14/12/2005 20:59 -
Radioagência
Comissão debate retirada não-autorizada de crianças indígenas de aldeia - ( 03' 29' )
A Comissão da Amazônia realizou audiência pública, nesta quarta-feira, para discutir a denúncia de retirada não-autorizada de duas crianças da aldeia indígena Zuruahã, no Amazonas. A retirada foi feita pela entidade Jovens com uma Missão, a Jocum, organização filantrópica e missionária internacional que reúne igrejas de várias denominações. As crianças - um bebê com pseudo-hermafroditismo e outro com paralisia cerebral - foram levadas, em julho deste ano, para atendimento médico em São Paulo, acompanhadas de familiares. O bebê com a genitália ambígua foi operado e hoje é uma menina. O problema é a forma como os indígenas deixaram a tribo. Para a remoção de índios isolados ou de pouco contato com os brancos, como é o caso dos Zuruahã, é necessário que haja autorização da Fundação Nacional do Índio, a Funai, e da Fundação Nacional de Saúde, a Funasa. A Jocum alega ter feito a remoção para evitar a morte dos bebês, já que, pela tradição da tribo, as crianças que nascem com problemas físicos ou mentais são sacrificadas. Os missionários afirmam ter obtido autorização da Funasa para viajar com os índios. Mas o diretor do Departamento de Saúde Indígena da Funasa, José Maria de França, afirmou na audiência pública que a Fundação só tomou conhecimento da situação dois meses após a chegada do grupo a São Paulo. Já o vice-presidente da Funai, Roberto Aurélio Lustosa, garantiu que o órgão não foi comunicado e lança dúvidas sobre o documento obtido pela Jocum.

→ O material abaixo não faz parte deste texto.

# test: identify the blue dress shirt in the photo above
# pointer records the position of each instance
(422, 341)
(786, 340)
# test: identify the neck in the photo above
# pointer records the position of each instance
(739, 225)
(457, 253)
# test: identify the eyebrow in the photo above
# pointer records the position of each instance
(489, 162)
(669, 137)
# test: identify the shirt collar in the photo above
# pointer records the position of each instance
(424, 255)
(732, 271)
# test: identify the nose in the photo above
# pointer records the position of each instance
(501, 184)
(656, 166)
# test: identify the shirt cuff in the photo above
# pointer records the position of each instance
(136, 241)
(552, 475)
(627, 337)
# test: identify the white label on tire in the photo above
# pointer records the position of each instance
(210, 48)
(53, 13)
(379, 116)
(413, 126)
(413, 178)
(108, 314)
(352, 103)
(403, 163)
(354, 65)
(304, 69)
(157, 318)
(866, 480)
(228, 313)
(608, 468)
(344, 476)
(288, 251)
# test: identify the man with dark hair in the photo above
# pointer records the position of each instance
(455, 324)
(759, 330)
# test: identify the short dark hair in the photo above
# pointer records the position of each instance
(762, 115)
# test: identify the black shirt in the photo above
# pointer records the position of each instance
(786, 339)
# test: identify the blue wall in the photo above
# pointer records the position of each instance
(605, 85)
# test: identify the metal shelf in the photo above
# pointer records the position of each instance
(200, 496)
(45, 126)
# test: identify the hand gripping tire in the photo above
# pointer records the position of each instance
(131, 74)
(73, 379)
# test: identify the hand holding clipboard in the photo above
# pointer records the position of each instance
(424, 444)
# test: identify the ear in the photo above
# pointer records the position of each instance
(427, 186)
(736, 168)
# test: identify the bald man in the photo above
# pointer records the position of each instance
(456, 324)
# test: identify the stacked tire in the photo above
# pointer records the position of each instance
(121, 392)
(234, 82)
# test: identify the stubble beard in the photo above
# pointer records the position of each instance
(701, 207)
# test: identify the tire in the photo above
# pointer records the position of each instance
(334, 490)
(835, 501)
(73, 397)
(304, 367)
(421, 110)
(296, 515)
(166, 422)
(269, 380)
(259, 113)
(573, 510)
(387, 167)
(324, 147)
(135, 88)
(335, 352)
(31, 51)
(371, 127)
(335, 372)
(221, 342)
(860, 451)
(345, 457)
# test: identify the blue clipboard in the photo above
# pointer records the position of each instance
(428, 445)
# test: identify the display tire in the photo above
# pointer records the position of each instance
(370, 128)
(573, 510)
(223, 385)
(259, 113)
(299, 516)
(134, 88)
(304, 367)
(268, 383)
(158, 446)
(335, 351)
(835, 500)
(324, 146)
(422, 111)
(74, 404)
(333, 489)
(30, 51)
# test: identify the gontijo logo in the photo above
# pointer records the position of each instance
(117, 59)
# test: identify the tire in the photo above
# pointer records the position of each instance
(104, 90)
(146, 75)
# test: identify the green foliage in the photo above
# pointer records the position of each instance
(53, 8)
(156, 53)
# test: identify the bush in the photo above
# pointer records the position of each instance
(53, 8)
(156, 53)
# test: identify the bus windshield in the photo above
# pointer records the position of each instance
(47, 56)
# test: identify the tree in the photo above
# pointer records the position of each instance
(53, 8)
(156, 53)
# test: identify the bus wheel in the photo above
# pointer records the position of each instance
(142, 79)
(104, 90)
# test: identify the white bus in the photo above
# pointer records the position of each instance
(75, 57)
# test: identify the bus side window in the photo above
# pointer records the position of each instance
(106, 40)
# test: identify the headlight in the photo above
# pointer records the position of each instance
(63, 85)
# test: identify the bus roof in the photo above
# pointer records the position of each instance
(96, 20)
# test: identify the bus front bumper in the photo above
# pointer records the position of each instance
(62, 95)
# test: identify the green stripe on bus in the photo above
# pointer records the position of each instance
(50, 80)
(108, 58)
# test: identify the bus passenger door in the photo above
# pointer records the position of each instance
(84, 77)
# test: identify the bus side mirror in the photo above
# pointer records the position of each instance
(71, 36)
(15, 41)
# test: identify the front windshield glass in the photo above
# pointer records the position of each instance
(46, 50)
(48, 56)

"A retirada dos Zuruauhã para São Paulo foi totalmente irregular. A autorização apresentada, que é do chefe de um posto que não tinha nenhuma autorização para emitir esse documento, começa por aí, esse documento emitido por esse chefe de posto que não tinha delegação foi feito já depois que os índios tinham sido retirados da aldeia. Esse documento se remetia a um documento da Funasa de data posterior, o que é um absoluto contrasenso. O chefe do posto viajou no tempo e se referiu a um documento que não tinha ainda acontecido. De modo que a gente vê aí que alguém forjou esses documentos para tentar dar uma aparência de legalidade, de legitimidade à retirada desses índios da área dos Zuruahã."
Mas o deputado Henrique Afonso, do PT do Acre,
um dos autores do requerimento para a realização da audiência pública, defendeu a entidade missionária.
"Eu vou me amparar na Declaração Universal dos Direitos Humanos, que diz que a vida humana é intrínseca ao indivíduo e independe do status dessa pessoa, da condição física. Foi necessário fazer isso, necessário que precisa da compreensão da Funai, do Ministério Público e da Funasa. Necessário porque a vida tem que estar acima de qualquer sistema de crença, de código cultural. Nós não podemos admitir que num sistema de crença se venha a admitir o infanticídio, a morte de crianças, o abandono de crianças na floresta, o enterro de crianças vivas na floresta ou em qualquer outro lugar."
A organização filantrópica Jocum atua há 20 anos na aldeia indígena Zuruahã sem autorização da Funai. Após denúncia do Ministério Público Federal, a Fundação Nacional do Índio determinou que a entidade se retire da área.